In approximately 1936 my parents completed the purchase of their first farm, located across a creek from where we lived on the rented Tyre farm.  By traveling the roads, it was about three quarters of a mile from my grandparent’s farm, the Miller Farm.

I remember my parents were so happy to finally have their own farm.  It was what was referred to in those days as a two-horse farm which means that it normally would take two horses working in order to fulfill or meet the work needs of plowing and tilling the soil of the farm.  This farm was located in an open community which was surrounded by creeks, streams, and wetlands.  There were approximately 15 other families with farms all living within this open community area.  This constituted what we today refer to as a “community,” but not often found today.  Several of these families had young children near the ages of my sisters and I, and who became great playmates for us.  Some of the family names were Davises, Robersons, Rogers, among other families.  The Davis families were large and many of them were musicians which became a source for entertainment within the community as well as for people in other places in the nearby communities.  Some of the Davis family members formed musical groups and would play music in other communities all around Wayne County.

My parent’s tillable farm land was surrounded on the East side by woods which included a small creek that ran through the surrounding woods and into a small river.  There was also a heavily wooded area on the South side of the acreage with the open community area on the West and North sides of the property.  So our farm backed up to forests and the creek.

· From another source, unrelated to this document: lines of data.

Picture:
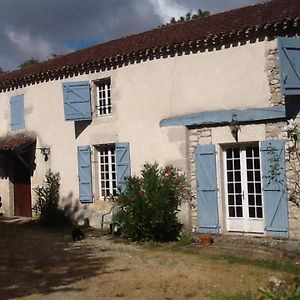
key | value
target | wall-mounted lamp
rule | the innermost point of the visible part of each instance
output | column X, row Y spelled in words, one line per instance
column 234, row 128
column 46, row 152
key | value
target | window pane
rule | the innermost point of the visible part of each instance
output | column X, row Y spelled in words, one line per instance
column 258, row 200
column 257, row 187
column 239, row 212
column 229, row 176
column 252, row 212
column 250, row 188
column 257, row 175
column 236, row 152
column 229, row 165
column 250, row 176
column 256, row 164
column 251, row 199
column 249, row 164
column 229, row 153
column 236, row 164
column 230, row 188
column 259, row 212
column 238, row 199
column 237, row 175
column 238, row 188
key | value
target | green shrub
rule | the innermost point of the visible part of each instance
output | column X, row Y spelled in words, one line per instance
column 185, row 239
column 46, row 206
column 150, row 204
column 290, row 293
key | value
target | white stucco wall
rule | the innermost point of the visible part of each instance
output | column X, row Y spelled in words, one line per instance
column 142, row 95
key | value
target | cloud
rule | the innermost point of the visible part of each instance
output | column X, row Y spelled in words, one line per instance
column 37, row 28
column 28, row 45
column 166, row 9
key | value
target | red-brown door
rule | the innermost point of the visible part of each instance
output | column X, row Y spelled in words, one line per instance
column 22, row 189
column 22, row 195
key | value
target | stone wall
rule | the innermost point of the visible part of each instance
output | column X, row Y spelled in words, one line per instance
column 196, row 136
column 292, row 150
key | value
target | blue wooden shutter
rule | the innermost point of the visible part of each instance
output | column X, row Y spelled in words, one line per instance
column 17, row 120
column 123, row 164
column 85, row 174
column 77, row 101
column 274, row 188
column 289, row 62
column 206, row 176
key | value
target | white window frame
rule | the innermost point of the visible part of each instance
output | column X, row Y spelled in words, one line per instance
column 244, row 223
column 103, row 97
column 107, row 170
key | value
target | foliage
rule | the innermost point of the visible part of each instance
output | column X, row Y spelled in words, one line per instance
column 46, row 206
column 189, row 16
column 292, row 129
column 185, row 239
column 28, row 62
column 150, row 204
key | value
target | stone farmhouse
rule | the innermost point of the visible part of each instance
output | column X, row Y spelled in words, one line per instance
column 217, row 97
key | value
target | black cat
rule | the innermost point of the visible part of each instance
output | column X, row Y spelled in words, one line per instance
column 77, row 234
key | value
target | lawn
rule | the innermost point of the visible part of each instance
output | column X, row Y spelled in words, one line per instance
column 41, row 263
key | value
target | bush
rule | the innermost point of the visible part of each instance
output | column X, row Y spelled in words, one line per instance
column 46, row 206
column 150, row 204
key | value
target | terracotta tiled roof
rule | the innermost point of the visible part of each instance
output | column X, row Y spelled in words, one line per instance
column 273, row 18
column 11, row 142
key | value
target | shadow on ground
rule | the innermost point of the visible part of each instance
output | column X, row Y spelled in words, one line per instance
column 43, row 261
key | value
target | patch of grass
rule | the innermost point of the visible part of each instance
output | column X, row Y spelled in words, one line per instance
column 235, row 259
column 185, row 239
column 277, row 266
column 190, row 294
column 237, row 296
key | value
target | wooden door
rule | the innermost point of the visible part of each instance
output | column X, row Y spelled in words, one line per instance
column 22, row 189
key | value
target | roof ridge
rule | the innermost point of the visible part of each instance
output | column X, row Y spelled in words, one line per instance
column 199, row 33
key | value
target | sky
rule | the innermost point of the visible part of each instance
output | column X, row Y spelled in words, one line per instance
column 40, row 28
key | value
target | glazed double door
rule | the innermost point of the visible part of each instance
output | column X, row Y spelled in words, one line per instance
column 244, row 201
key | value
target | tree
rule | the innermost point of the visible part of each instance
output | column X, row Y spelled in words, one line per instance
column 28, row 62
column 200, row 13
column 151, row 202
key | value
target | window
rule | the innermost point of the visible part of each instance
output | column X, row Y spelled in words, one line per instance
column 107, row 170
column 104, row 106
column 17, row 118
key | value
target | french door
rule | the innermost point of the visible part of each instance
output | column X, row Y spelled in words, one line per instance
column 244, row 203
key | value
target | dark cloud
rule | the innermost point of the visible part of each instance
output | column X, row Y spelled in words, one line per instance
column 38, row 28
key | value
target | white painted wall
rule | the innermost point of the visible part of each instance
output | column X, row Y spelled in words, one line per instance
column 142, row 95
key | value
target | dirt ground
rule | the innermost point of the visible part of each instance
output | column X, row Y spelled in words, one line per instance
column 39, row 263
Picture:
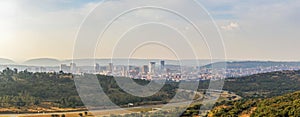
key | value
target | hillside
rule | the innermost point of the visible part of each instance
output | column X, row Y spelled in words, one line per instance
column 252, row 64
column 282, row 106
column 265, row 84
column 26, row 91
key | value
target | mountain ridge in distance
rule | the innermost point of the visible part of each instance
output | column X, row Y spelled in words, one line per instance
column 5, row 61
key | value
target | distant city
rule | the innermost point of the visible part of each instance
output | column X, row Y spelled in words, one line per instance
column 161, row 69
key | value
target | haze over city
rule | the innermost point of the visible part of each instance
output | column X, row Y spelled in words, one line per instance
column 252, row 30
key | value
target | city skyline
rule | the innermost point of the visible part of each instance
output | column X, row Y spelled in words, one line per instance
column 270, row 35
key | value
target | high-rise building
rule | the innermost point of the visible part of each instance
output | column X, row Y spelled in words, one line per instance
column 145, row 69
column 64, row 68
column 73, row 67
column 110, row 67
column 152, row 68
column 97, row 67
column 162, row 65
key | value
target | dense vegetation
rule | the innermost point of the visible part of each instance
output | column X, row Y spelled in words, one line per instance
column 282, row 106
column 26, row 89
column 251, row 64
column 264, row 85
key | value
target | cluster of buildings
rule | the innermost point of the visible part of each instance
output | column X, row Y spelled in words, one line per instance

Access to our farm, and to our home, was through two different roads.  One was a one-half-mile potted, dirt access road (called a lane) that came off the main road that is today identified and called the “Miller Road.”  In those days, the Miller road was not paved.  The soil leading in this way was sandy with pot holes which, during the rainy periods, filled with water.  This made it difficult for us children as we had to walk this road to catch our school bus.  Despite this road condition, it was the “main thoroughfare” to get to and from the farm.

The other road passed in front of the house.  It continued to the other lane leading from the house around the fields and by Mr. Lonnie Davis’ house to another larger unpaved road.  This lane led toward the woods where it forked, one fork going into the swamp, the other passing by Mr. Lonnie Davis’ farm and dead-ending at the Roger’s farm.  There was no other access to and from the farm except to walk across the fields or by use of these roads.  One can visualize that the farm “sat back” from most of the other farms in the community where it had a quiet and peaceful setting with a gorgeous westerly view allowing us to watch the golden sun set in the late afternoon.